Se até agora o consenso dominante no mercado de criptoativos era "Bitcoin é uma reserva de valor, Ethereum é uma plataforma de aplicações", em 2026 começa a consolidar-se um novo consenso: as stablecoins estão a afirmar-se como a unidade padrão de liquidação dos sistemas financeiros on-chain.
Esta reavaliação resulta de três transformações consecutivas.
Em julho de 2025, o presidente dos EUA, Trump, aprovou a lei regulatória das stablecoins — o GENIUS Act. Pela primeira vez, os EUA definiram uma estrutura regulatória clara para as stablecoins USD, centrada em ativos de reserva, proteção do consumidor e restrições à emissão. Em simultâneo, em abril de 2025, a SEC emitiu uma declaração sobre certas stablecoins, esclarecendo que, em condições específicas — quando usadas para pagamentos e como reserva de valor, e integralmente garantidas por ativos de baixo risco e elevada liquidez — a emissão e o resgate não configuram emissão de valores mobiliários. Não se trata de uma aprovação generalizada, mas estabelece limites de conformidade muito mais claros para o mercado.
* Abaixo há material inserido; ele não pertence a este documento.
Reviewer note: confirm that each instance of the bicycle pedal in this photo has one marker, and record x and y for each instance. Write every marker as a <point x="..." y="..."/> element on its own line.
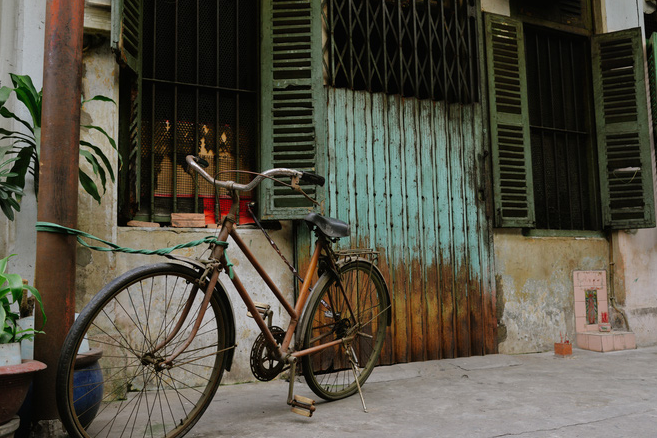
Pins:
<point x="262" y="308"/>
<point x="303" y="406"/>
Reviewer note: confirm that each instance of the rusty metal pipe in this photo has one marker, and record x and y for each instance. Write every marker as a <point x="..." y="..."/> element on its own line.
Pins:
<point x="58" y="189"/>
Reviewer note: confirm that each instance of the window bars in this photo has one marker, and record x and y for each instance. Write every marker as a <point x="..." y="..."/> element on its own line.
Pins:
<point x="199" y="96"/>
<point x="417" y="48"/>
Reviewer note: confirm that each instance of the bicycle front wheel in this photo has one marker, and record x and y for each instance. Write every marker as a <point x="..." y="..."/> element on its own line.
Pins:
<point x="354" y="310"/>
<point x="110" y="381"/>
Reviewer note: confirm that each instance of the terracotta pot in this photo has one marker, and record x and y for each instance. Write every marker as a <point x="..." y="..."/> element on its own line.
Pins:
<point x="15" y="381"/>
<point x="563" y="349"/>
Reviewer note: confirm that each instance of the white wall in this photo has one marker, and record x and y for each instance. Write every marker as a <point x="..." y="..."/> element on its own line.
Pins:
<point x="22" y="33"/>
<point x="623" y="14"/>
<point x="21" y="51"/>
<point x="500" y="7"/>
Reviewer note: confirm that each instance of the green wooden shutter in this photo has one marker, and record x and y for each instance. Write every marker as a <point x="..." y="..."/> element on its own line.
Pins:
<point x="127" y="44"/>
<point x="509" y="122"/>
<point x="651" y="58"/>
<point x="293" y="101"/>
<point x="126" y="32"/>
<point x="623" y="137"/>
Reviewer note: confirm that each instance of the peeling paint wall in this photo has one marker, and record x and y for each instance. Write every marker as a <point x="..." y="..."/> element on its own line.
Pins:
<point x="95" y="269"/>
<point x="246" y="328"/>
<point x="636" y="260"/>
<point x="21" y="24"/>
<point x="534" y="279"/>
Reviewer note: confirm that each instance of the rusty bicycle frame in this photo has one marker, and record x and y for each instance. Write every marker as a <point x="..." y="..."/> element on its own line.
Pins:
<point x="219" y="262"/>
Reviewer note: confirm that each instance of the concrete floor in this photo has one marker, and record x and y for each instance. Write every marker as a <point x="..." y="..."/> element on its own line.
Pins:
<point x="535" y="395"/>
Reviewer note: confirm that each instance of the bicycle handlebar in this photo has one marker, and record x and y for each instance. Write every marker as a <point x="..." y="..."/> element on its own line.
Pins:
<point x="196" y="163"/>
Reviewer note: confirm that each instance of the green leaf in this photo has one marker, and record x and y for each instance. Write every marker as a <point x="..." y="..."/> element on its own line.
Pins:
<point x="21" y="167"/>
<point x="12" y="134"/>
<point x="88" y="185"/>
<point x="5" y="92"/>
<point x="99" y="98"/>
<point x="6" y="209"/>
<point x="3" y="268"/>
<point x="3" y="319"/>
<point x="28" y="95"/>
<point x="101" y="155"/>
<point x="30" y="104"/>
<point x="98" y="170"/>
<point x="4" y="112"/>
<point x="37" y="297"/>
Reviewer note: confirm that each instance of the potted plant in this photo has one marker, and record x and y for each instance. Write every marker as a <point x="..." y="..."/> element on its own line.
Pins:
<point x="23" y="147"/>
<point x="15" y="374"/>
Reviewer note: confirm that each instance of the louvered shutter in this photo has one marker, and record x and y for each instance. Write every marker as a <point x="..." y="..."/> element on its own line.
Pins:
<point x="127" y="44"/>
<point x="509" y="122"/>
<point x="651" y="58"/>
<point x="126" y="32"/>
<point x="624" y="152"/>
<point x="293" y="102"/>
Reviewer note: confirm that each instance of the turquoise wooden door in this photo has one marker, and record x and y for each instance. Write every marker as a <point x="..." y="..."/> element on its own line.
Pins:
<point x="408" y="175"/>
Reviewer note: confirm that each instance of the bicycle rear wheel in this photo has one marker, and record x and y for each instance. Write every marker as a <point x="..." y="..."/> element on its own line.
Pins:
<point x="358" y="315"/>
<point x="126" y="394"/>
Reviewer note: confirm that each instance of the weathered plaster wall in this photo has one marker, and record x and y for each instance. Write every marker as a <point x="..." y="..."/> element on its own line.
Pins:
<point x="496" y="7"/>
<point x="22" y="23"/>
<point x="95" y="269"/>
<point x="246" y="328"/>
<point x="636" y="253"/>
<point x="623" y="14"/>
<point x="100" y="76"/>
<point x="535" y="301"/>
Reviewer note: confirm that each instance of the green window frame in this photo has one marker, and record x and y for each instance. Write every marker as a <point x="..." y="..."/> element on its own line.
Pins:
<point x="291" y="104"/>
<point x="293" y="125"/>
<point x="621" y="116"/>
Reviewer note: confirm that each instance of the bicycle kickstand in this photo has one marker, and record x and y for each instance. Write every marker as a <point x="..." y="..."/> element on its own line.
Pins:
<point x="353" y="369"/>
<point x="300" y="405"/>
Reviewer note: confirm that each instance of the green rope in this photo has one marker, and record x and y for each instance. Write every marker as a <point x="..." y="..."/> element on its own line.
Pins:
<point x="56" y="228"/>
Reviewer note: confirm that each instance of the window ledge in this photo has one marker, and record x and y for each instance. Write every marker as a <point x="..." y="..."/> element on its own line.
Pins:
<point x="582" y="234"/>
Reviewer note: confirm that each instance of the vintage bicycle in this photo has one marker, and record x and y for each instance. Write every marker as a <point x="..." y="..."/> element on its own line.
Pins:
<point x="160" y="337"/>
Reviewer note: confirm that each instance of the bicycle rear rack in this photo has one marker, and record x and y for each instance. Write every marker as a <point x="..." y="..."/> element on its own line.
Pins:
<point x="358" y="253"/>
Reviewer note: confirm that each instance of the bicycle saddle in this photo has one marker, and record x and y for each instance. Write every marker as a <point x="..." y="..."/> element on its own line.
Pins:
<point x="330" y="227"/>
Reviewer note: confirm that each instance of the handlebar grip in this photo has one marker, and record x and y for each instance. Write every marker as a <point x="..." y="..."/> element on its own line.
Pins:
<point x="200" y="161"/>
<point x="313" y="178"/>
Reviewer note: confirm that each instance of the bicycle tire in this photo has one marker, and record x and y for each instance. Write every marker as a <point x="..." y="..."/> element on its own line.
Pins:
<point x="125" y="319"/>
<point x="328" y="372"/>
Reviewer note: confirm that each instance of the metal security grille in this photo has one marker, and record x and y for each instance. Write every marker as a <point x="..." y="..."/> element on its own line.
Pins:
<point x="558" y="94"/>
<point x="422" y="48"/>
<point x="199" y="96"/>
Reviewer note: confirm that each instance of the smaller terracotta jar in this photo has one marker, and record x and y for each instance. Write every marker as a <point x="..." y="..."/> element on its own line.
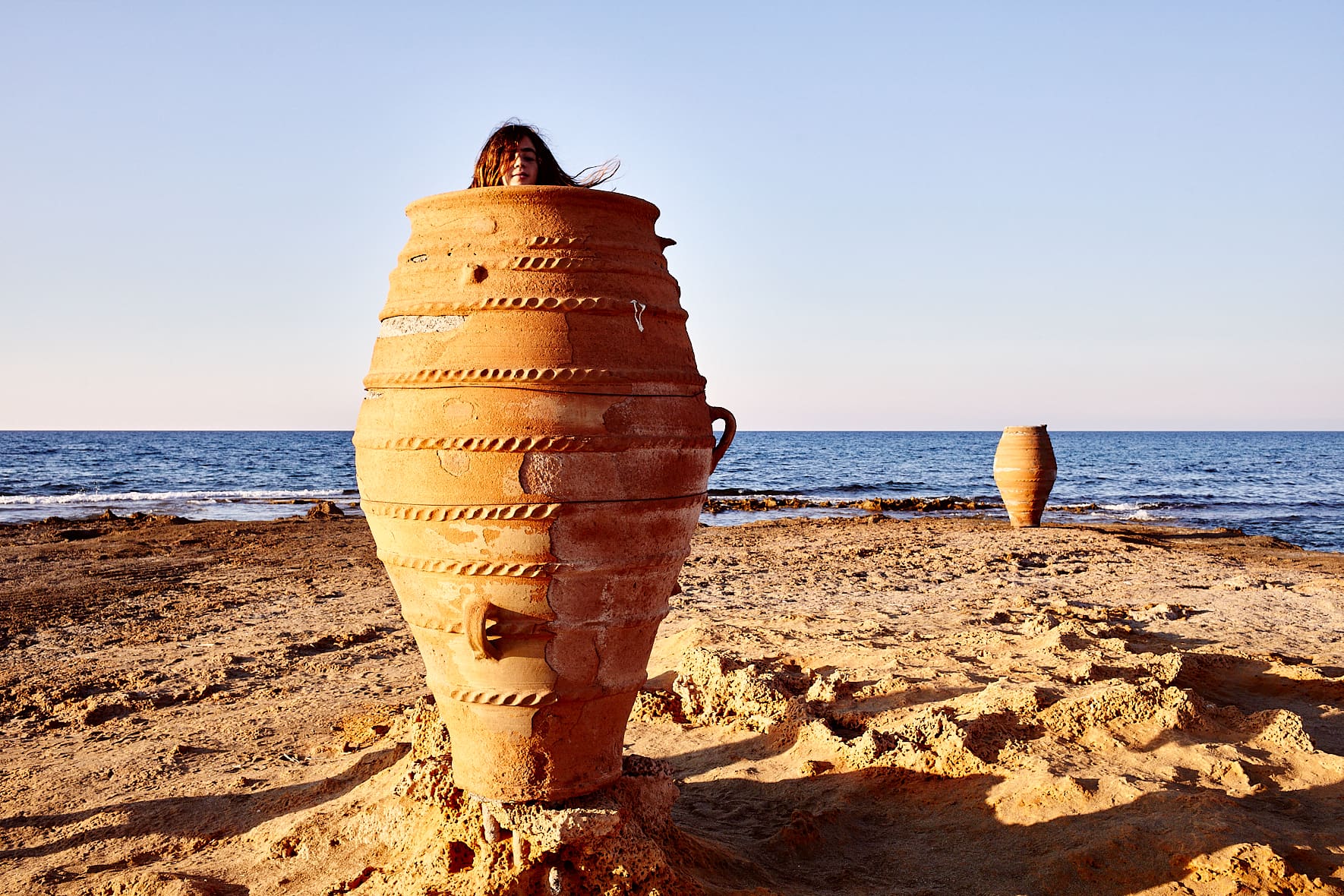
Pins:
<point x="1024" y="471"/>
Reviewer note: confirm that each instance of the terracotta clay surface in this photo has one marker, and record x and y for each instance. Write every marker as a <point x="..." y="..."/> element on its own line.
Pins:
<point x="848" y="707"/>
<point x="532" y="456"/>
<point x="1024" y="471"/>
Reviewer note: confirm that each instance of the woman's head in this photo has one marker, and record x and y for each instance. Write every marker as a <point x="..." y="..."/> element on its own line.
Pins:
<point x="515" y="155"/>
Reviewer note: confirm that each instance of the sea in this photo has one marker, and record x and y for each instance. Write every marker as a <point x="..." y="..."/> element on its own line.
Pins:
<point x="1288" y="485"/>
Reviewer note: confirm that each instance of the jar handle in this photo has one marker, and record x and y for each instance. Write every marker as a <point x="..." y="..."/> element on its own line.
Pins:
<point x="730" y="429"/>
<point x="475" y="618"/>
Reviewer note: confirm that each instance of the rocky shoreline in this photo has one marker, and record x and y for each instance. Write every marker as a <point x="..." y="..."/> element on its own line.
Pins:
<point x="857" y="705"/>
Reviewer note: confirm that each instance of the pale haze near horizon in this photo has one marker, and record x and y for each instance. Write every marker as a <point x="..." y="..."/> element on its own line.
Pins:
<point x="907" y="216"/>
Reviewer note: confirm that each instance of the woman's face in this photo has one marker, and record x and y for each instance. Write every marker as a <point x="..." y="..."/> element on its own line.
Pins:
<point x="520" y="166"/>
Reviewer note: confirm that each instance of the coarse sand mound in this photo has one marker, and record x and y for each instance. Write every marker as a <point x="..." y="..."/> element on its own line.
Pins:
<point x="834" y="707"/>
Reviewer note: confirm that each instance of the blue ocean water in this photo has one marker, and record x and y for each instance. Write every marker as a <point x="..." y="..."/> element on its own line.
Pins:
<point x="1289" y="485"/>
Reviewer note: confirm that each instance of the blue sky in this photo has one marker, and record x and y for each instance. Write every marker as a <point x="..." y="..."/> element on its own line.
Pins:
<point x="893" y="216"/>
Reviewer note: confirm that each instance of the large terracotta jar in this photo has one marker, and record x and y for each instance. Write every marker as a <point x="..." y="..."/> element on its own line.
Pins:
<point x="1024" y="471"/>
<point x="532" y="452"/>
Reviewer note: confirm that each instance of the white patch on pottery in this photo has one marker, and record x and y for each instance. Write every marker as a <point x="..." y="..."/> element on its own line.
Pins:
<point x="413" y="324"/>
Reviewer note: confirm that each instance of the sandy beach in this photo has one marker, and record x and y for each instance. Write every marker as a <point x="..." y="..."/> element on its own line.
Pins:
<point x="863" y="705"/>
Em junho de 2025, a Stripe anunciou a aceitação de pagamentos em USDC por comerciantes Shopify, com liquidação padrão em fiduciário local. No final de 2025, a Visa implementou uma estrutura de liquidação com stablecoins nos EUA, permitindo liquidações institucionais num ciclo de 7 dias e divulgando volumes anualizados de liquidação em stablecoins de 3,5 mil milhões $. Estes desenvolvimentos deixam claro: as stablecoins deixaram de ser apenas um meio para transferências cripto-nativas — estão a integrar-se nas redes de pagamentos tradicionais e nos processos de compensação institucional.
Em 2025, Hong Kong introduziu a Stablecoin Ordinance, sujeitando a emissão de stablecoins referenciadas em fiduciário a um regime de licenciamento e impondo requisitos de gestão de reservas, resgate, auditoria e combate ao branqueamento de capitais. Em abril de 2026, o registo público da Autoridade Monetária de Hong Kong continuava a indicar "nenhum emissor de stablecoin licenciado", reflexo de padrões de entrada mais exigentes e não de recuo regulatório. O que importa para o mercado não é o número de licenças a curto prazo, mas sim o facto de Hong Kong servir de modelo regulatório para o setor de stablecoins na Ásia.
O que torna as stablecoins a "narrativa mais forte" de 2026 não é a novidade, mas o facto de, pela primeira vez, terem alcançado confirmação política, validação institucional e integração em cenários comerciais reais.

Para muitos, as stablecoins continuam a ser vistas como "dinheiro digital on-chain", mas esta é apenas a camada inicial.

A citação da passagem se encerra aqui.